Sometimes arrangements that result in private inurement are entered into with the brazen goal of enriching certain individuals. More often, however, these arrangements are entered with a genuine desire to be generous or do good, but without an understanding of the legal implications.  The trustees of a school, for example, may want to provide financial help (without anything in return) to the school’s founder who has fallen on hard times, but if they start a fundraising campaign on her behalf, they would be violating the tax law.

Private Benefit:  Another problem with excessive generosity is impermissible “private benefit.”  This prohibition is even broader than the private inurement prohibition and is not limited to income or assets: A tax-exempt organization may not provide private benefits to anyone that are more than just incidental–both qualitatively and quantitatively–to the organization advancing its mission.  For example, a library hires a consultant for advice on redesigning the main reading room. The consultant’s recommendations are innovative and on-budget. The library is so pleased that it pays the consultant a fee that is far above the going rate for this type of consulting.  This is an impermissible private benefit. Hiring the consultant in the first place is fine, since a library should have a well-designed reading room, but paying the consultant an excessive fee does not advance the library’s mission (and may actually impede its mission as resources are drained).  The library may have simply intended to express its appreciation by paying the high fee, but that doesn’t make it legal.
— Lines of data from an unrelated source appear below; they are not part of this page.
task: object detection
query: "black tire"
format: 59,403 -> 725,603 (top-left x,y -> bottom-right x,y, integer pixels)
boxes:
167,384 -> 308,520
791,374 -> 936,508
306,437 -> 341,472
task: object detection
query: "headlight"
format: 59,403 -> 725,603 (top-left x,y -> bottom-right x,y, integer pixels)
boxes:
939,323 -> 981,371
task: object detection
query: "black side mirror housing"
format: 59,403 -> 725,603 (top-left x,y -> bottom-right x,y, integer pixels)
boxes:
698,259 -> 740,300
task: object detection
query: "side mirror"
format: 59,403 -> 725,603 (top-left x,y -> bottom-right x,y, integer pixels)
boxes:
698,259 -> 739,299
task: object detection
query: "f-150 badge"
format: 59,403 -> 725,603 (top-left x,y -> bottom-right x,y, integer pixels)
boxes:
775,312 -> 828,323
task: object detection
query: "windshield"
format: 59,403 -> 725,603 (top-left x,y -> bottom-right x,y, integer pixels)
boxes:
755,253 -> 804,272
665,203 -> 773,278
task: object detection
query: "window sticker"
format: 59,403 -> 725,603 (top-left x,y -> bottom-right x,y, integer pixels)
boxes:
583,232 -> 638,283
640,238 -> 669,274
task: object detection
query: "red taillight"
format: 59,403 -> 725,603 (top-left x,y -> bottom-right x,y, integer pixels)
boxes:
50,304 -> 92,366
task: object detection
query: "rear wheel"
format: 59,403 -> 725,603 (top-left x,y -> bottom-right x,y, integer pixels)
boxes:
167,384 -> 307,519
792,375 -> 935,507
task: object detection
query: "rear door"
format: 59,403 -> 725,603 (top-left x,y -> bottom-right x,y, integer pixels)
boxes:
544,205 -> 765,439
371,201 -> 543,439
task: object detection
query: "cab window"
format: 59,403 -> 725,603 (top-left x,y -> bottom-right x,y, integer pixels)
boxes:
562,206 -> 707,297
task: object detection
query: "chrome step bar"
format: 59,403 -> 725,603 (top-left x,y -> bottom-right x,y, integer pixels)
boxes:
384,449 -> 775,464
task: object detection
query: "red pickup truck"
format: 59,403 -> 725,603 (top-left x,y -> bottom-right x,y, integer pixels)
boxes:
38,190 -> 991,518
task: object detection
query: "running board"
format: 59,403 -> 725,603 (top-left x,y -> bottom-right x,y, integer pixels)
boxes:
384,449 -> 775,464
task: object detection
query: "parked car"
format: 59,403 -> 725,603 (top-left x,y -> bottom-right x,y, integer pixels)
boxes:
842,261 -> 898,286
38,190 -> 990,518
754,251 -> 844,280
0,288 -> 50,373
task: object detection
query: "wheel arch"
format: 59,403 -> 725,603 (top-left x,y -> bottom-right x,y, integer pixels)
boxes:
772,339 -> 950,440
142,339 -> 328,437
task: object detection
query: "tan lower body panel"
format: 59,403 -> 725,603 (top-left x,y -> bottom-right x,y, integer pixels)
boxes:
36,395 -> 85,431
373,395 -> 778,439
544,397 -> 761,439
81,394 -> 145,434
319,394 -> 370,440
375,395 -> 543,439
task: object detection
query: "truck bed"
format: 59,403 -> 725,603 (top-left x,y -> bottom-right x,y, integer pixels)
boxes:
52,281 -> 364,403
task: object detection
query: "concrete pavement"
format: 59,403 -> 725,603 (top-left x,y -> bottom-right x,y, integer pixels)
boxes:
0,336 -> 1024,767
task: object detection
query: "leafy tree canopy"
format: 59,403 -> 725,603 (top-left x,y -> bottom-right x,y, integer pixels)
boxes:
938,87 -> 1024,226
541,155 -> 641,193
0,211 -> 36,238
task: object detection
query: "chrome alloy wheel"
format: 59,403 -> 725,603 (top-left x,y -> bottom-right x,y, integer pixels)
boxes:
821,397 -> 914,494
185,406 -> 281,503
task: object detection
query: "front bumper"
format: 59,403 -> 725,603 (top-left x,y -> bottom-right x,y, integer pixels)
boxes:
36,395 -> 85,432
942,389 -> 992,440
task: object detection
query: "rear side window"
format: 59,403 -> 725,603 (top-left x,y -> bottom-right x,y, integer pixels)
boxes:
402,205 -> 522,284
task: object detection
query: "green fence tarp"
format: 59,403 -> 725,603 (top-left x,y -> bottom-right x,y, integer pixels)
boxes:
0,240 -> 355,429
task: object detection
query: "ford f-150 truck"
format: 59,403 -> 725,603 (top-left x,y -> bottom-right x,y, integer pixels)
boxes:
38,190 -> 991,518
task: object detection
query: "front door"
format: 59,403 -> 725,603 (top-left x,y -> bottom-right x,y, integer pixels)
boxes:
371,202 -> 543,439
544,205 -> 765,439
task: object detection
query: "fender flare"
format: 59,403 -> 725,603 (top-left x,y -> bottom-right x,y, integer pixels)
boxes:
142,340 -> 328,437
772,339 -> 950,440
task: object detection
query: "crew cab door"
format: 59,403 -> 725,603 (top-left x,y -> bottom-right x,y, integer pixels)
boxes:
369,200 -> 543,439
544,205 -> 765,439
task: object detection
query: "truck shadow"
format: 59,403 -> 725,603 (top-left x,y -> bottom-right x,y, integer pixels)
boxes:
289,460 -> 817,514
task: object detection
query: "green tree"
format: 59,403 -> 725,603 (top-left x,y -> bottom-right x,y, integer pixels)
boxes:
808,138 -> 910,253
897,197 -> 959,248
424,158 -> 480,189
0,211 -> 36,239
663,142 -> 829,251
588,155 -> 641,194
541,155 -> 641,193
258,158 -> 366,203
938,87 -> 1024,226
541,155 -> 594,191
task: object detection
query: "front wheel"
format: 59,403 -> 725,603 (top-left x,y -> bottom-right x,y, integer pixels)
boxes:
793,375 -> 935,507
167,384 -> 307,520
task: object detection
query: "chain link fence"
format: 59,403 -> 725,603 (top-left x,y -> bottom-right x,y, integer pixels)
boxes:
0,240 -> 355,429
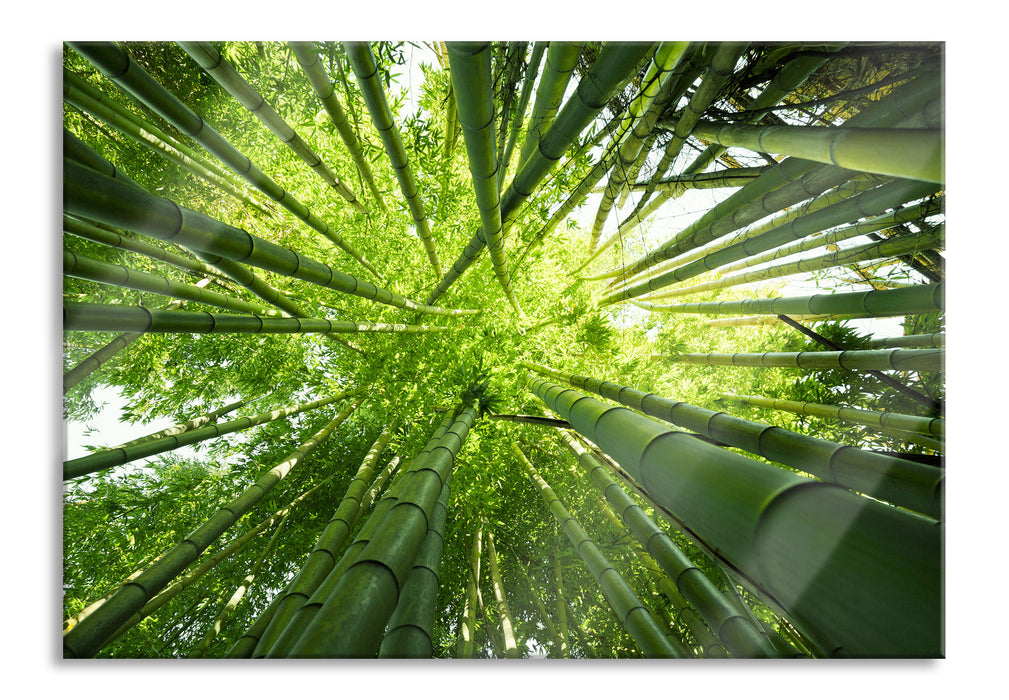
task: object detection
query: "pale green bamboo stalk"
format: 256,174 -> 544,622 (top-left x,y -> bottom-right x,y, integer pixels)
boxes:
64,401 -> 359,659
693,121 -> 944,185
64,69 -> 264,215
63,248 -> 287,319
632,282 -> 945,318
177,41 -> 368,214
642,226 -> 945,302
529,377 -> 942,658
252,424 -> 393,657
706,197 -> 945,274
70,42 -> 381,278
704,315 -> 833,328
343,41 -> 444,277
557,430 -> 775,659
651,348 -> 945,372
586,179 -> 875,290
64,302 -> 448,334
869,332 -> 945,348
190,514 -> 288,659
427,42 -> 651,304
288,41 -> 388,212
618,45 -> 840,235
721,392 -> 945,440
512,443 -> 679,659
448,41 -> 526,320
64,158 -> 478,316
64,389 -> 363,480
485,536 -> 522,659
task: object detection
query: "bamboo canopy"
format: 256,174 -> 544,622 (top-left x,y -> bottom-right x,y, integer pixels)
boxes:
63,39 -> 944,661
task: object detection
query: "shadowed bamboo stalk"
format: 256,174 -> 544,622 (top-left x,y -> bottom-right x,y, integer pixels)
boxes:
448,41 -> 525,320
343,41 -> 444,277
253,424 -> 393,657
554,545 -> 571,659
106,439 -> 353,645
64,302 -> 448,334
588,41 -> 690,254
262,412 -> 455,658
519,41 -> 581,169
512,443 -> 679,659
288,41 -> 388,212
70,42 -> 381,278
632,282 -> 945,318
721,392 -> 945,440
64,158 -> 478,316
651,348 -> 945,372
177,41 -> 368,213
107,393 -> 266,450
64,389 -> 363,480
497,41 -> 547,190
693,121 -> 944,184
427,42 -> 651,304
523,362 -> 943,517
529,376 -> 942,658
456,521 -> 483,659
557,431 -> 775,659
486,533 -> 522,659
190,514 -> 288,659
378,477 -> 451,659
64,398 -> 363,659
278,403 -> 476,659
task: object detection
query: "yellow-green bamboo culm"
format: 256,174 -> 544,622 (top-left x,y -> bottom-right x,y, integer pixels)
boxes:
512,443 -> 680,659
64,389 -> 362,480
529,375 -> 942,658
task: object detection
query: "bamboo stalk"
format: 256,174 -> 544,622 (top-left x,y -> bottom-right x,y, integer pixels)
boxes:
64,401 -> 360,659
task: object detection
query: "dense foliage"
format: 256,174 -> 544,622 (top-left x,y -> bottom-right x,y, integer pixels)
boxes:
63,42 -> 944,658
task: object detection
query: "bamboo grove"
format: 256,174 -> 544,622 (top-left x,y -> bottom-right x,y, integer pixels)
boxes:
63,41 -> 945,659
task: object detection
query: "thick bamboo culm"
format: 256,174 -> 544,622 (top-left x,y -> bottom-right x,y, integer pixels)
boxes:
721,392 -> 945,440
650,348 -> 945,372
529,376 -> 942,658
523,362 -> 944,517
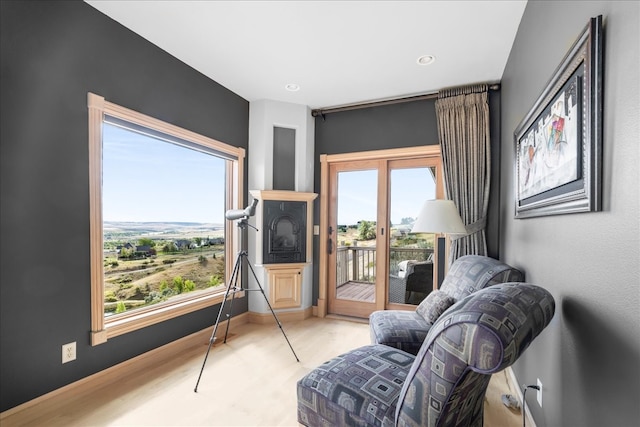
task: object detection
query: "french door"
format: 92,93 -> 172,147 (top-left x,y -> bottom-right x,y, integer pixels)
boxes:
318,146 -> 442,318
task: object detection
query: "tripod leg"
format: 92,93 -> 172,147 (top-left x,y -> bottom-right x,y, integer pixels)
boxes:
244,260 -> 300,362
193,251 -> 240,393
222,253 -> 242,344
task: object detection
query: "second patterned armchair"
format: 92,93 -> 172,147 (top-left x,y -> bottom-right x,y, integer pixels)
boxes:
369,255 -> 524,355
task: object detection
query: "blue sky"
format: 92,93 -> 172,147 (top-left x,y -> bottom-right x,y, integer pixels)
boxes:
102,123 -> 435,225
338,168 -> 436,225
102,123 -> 225,224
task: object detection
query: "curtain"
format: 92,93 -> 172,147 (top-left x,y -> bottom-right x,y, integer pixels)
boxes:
436,85 -> 491,264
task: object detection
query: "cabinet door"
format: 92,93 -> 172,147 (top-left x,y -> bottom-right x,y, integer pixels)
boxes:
269,267 -> 302,309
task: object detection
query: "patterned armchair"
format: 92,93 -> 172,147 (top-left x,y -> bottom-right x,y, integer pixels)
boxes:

If, on the other hand, a nonprofit community center builds an outdoor playground for kids in a disadvantaged neighborhood, and kids from wealthy families in a nearby upscale neighborhood also use the playground, this is not an impermissible private benefit.  The benefit to the wealthy kids is an incidental side-effect of the community center advancing its mission. It is incidental both qualitatively, because building the playground in a publicly accessible area was necessary to benefit the disadvantaged kids, and quantitatively, because the wealthy kids are not receiving any special use or access beyond what is received by the disadvantaged kids.

The upshot?

These violations of law may be inadvertent, but they can result in a loss of trust and sense of fair dealing that members of the public should otherwise feel toward nonprofits that supposedly serve them.  If the violations are substantial and not corrected, they can result in penalties up to and including loss of tax exemption.  As a nonprofit leader, you can’t afford to remain uninformed on these issues. If that surge of generosity comes over you, consider getting legal advice before you act on it.